Sitios de energía y geomancia

0104 Castro de Viladonga - Lugo

Descubre la fascinante historia del Castro de Viladonga, un poblado fortificado ubicado en Lugo que ha sido testigo de la vida humana desde la época romana, abarcando desde el siglo II a.C. hasta el V d.C. Este sitio arqueológico no solo es un testimonio del ingenio constructivo de sus habitantes, sino que también se erige como un lugar ideal para la práctica de la radiestesia. Los asentamientos como el de Viladonga se construían estratégicamente sobre nudos de energía telúrica, lo que favorecía la salud y el bienestar espiritual de la comunidad. Además, la existencia de estructuras que algunos investigadores sugieren podrían haber sido utilizadas para ceremonias añade un aire de misterio y reverencia a este lugar. Visitar el Castro de Viladonga es sumergirse en un viaje a través del tiempo, donde la historia, la espiritualidad y la naturaleza se entrelazan en un entorno único que invita a la reflexión y la conexión con energías ancestrales.

Ruta hacia el Castro de Viladonga (La Fortaleza del Horizonte Lucense)

El castro se asienta sobre una colina que domina la llanura de la Terra Chá, un emplazamiento estratégico que permitía controlar las vías de comunicación hacia la capital, Lucus Augusti (Lugo).
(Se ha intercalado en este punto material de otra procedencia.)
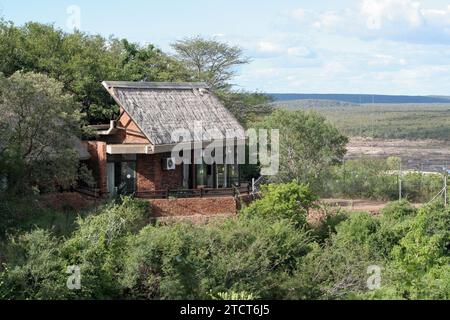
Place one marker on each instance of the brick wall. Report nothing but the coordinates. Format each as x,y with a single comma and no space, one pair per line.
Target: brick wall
150,175
98,163
193,207
133,135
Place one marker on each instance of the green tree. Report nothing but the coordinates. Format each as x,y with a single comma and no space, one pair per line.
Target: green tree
288,201
309,146
39,124
210,61
81,62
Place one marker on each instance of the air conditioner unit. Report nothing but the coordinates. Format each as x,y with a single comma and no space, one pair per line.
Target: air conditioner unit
169,164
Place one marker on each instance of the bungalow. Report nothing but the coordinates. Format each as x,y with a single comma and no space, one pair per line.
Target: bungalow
134,153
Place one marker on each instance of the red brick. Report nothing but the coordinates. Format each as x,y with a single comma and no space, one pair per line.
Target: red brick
193,207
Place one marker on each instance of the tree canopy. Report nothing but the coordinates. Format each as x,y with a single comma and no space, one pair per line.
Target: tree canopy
309,145
38,126
210,61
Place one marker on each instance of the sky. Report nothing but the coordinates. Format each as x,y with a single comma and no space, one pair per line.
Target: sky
327,46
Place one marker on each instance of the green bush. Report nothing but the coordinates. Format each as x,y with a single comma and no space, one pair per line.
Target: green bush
184,261
35,269
289,200
253,256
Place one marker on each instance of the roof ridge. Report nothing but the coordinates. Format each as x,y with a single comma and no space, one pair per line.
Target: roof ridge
154,85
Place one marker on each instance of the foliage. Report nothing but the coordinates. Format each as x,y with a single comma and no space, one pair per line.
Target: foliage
309,145
98,245
185,261
231,296
35,270
285,201
38,126
209,61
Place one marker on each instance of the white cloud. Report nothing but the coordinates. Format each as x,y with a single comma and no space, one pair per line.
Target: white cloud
399,20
  • Desde Lugo capital: Es una ruta corta y directa. Toma la carretera N-640 en dirección a Meira/Ribadeo. Tras recorrer unos 23 kilómetros, verás perfectamente señalizado el desvío hacia el castro a mano izquierda.
  • Desde la Autovía del Cantábrico (A-8): Si vienes por la costa, toma la salida hacia la A-64 en dirección a Meira y luego continúa por la N-640 hacia Lugo hasta encontrar las indicaciones de Viladonga.
  • Desde Santiago de Compostela: Toma la A-54 hacia Lugo y, una vez allí, enlaza con la N-640.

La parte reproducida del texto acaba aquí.